I acknowledge the problematic nature of the exercise. My wish was to move together with the participants in the area of common places and try to deal with them from a distance, and see how they generate from a logic of cultural constructs and hegemonic discourses around what East and West are. On the previous day, at the anti bias workshop, we had discussed and worked on stereotypes: finding their sources and discussing intersectionality, seeing how they are reproduced and in what ways we can stop and prevent them. Still, as the workshop ended late into the night and people didn’t have time to share their presentation in the plenum, i wanted to offer at least a little more space for sharing and discussions.

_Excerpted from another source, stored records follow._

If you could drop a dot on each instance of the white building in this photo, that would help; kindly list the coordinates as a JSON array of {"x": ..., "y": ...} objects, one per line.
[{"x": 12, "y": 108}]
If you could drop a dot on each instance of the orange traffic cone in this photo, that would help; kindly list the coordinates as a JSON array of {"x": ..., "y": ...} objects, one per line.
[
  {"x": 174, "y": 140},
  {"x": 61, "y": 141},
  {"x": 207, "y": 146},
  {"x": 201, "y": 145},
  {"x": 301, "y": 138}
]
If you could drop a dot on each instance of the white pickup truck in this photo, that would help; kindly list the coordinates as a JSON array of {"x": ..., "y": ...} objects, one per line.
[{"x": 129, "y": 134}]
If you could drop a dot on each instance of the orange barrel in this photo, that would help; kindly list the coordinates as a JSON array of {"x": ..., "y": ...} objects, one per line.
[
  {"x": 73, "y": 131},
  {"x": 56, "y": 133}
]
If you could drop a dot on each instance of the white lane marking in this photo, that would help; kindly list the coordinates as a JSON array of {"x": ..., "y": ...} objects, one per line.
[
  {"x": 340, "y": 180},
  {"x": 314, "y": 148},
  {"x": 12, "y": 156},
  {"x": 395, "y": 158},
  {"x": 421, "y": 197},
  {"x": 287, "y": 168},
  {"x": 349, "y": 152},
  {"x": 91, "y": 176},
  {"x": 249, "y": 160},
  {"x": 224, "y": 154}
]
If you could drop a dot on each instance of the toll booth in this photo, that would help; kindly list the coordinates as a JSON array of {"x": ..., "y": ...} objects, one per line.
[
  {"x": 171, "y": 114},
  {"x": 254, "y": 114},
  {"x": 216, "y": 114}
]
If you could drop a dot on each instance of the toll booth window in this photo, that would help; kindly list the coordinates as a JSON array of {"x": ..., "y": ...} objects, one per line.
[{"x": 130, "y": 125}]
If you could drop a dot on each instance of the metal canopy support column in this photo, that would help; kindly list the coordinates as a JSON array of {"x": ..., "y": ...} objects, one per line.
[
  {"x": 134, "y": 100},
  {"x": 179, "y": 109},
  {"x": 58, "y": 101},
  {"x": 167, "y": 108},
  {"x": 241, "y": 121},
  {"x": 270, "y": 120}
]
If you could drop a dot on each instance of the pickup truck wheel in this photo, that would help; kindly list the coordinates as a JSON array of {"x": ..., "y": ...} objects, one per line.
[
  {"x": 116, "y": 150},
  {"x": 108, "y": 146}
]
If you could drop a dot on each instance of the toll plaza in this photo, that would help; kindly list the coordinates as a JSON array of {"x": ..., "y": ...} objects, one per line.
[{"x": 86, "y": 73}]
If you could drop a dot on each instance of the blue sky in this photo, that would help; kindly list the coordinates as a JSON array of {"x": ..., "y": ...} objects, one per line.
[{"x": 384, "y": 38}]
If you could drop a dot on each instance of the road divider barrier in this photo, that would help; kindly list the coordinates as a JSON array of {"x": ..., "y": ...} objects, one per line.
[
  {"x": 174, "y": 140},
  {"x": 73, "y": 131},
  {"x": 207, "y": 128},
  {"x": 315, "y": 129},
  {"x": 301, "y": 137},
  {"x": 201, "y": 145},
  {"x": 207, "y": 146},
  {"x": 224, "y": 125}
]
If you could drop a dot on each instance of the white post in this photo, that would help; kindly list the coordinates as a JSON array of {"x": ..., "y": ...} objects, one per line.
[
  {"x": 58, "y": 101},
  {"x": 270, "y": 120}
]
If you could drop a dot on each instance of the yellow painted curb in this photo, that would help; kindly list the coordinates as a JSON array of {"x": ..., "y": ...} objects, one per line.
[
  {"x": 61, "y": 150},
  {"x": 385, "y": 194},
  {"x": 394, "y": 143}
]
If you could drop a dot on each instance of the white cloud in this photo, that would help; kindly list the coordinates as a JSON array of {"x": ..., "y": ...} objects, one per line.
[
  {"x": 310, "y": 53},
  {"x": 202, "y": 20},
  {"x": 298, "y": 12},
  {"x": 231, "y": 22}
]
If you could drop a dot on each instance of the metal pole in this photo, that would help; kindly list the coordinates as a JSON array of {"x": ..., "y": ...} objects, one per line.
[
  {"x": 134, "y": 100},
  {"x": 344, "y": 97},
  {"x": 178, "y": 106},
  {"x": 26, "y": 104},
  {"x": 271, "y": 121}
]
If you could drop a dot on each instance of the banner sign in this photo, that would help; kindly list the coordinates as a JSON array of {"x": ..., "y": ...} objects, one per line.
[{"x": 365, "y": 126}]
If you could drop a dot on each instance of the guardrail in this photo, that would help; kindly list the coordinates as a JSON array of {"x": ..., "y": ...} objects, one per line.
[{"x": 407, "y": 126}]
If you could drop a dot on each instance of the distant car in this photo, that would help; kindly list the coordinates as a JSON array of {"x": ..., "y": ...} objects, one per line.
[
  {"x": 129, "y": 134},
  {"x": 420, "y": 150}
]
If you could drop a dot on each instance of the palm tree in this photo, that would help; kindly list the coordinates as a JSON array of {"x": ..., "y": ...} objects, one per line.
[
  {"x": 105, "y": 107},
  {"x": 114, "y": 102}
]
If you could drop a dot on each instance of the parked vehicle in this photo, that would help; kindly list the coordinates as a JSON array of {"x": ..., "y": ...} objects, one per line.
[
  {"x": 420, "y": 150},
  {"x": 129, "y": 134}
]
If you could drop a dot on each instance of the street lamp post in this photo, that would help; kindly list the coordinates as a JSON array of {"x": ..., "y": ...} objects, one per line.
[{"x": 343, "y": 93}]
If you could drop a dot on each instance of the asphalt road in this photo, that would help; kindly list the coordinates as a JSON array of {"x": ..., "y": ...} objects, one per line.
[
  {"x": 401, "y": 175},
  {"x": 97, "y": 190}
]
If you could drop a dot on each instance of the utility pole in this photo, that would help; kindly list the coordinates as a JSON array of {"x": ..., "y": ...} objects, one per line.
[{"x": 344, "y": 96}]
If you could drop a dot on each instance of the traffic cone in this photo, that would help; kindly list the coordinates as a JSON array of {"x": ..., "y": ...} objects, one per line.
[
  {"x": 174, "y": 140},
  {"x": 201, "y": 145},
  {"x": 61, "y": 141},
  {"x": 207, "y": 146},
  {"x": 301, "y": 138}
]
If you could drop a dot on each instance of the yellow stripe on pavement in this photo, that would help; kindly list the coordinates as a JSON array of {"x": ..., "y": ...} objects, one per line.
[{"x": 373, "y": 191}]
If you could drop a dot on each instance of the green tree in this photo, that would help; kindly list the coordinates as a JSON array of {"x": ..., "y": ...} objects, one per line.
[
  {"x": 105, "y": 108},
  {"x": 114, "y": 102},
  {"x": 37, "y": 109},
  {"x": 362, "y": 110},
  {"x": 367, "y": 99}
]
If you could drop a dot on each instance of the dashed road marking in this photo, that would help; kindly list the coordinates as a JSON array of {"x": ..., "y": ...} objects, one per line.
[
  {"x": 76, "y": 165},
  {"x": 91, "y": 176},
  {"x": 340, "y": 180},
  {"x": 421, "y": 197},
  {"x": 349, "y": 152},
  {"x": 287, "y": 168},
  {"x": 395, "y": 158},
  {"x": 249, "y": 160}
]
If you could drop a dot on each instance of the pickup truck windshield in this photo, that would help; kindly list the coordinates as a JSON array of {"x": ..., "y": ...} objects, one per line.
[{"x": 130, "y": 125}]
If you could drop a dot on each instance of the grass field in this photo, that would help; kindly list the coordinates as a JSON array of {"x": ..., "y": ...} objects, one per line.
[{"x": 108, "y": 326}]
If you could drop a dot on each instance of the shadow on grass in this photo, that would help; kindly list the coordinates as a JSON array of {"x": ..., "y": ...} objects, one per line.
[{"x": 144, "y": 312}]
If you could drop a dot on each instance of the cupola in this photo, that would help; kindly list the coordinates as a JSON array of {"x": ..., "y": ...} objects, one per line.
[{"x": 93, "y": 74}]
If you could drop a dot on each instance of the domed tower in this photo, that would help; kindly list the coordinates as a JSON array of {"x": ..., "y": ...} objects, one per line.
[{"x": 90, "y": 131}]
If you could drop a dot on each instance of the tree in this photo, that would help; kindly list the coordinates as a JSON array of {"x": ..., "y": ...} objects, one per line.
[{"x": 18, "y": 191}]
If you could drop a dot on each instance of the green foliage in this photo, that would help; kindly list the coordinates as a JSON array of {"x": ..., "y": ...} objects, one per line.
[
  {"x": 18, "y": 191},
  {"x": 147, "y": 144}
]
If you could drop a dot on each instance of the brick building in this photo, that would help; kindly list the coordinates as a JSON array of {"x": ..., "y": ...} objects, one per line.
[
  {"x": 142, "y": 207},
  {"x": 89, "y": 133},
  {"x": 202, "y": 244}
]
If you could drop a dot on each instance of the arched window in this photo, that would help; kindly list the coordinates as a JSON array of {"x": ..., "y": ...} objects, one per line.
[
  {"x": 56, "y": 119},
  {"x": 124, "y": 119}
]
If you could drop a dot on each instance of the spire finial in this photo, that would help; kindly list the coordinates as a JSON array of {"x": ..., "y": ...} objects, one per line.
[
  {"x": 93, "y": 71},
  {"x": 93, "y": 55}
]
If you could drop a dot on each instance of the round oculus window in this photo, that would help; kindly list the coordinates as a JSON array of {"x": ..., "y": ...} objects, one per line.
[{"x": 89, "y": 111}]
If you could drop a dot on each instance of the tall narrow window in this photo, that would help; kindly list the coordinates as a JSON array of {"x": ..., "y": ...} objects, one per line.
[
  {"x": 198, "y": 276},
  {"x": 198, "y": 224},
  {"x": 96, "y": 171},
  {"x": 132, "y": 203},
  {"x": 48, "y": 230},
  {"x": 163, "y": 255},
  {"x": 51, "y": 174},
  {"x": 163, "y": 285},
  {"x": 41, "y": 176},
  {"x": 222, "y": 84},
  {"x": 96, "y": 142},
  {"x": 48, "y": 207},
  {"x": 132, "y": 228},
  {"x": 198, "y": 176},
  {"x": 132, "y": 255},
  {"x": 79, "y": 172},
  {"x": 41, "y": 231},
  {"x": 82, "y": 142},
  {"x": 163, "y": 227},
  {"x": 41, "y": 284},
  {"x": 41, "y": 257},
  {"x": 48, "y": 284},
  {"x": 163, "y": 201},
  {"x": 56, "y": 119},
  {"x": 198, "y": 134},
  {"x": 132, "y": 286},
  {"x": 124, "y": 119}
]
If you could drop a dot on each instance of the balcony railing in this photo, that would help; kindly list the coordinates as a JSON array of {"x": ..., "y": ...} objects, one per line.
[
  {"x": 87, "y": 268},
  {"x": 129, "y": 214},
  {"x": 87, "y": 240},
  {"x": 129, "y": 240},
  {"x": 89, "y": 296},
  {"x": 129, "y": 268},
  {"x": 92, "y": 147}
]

My intention was to see how we reproduce the dichotomic thought around artificial cultural constructs such as E-W, concepts that were created and have not originated naturally, as I have tried to show in the presentation. I understand that I made a false presupposition, that participants would think of stereotypes and write them down, and not already filter or avoid them. I wasn’t explicit enough, either. My intention was twofold: first, to raise individual questions in participants about how they incorporate in their identity national stereotypes, how they relate to them, if they accept or reject them. Secondly, to use the stereotypes presented (and here not everyone thought of stereotypes, because i didn’t explain it sufficiently well) in order to have a discussion about what is considered to be east and west, and always move in this shallow waters of stereotypes or preconceived ideas and then see, with the presentation that followed, just how old they are and how they originated, discuss power relations and the artificiality of the terms. My goal was to deconstruct them as cultural constructs in the sequent presentation.
I am sorry if during this initial activity my moderation was perceived as restrictive, it was not my intention, and, as such, i accepted people wanting to place certain adjectives in the middle on the two columns. I perceived that as a refusal and i respected it.
Thank you again for your input and for your open questions.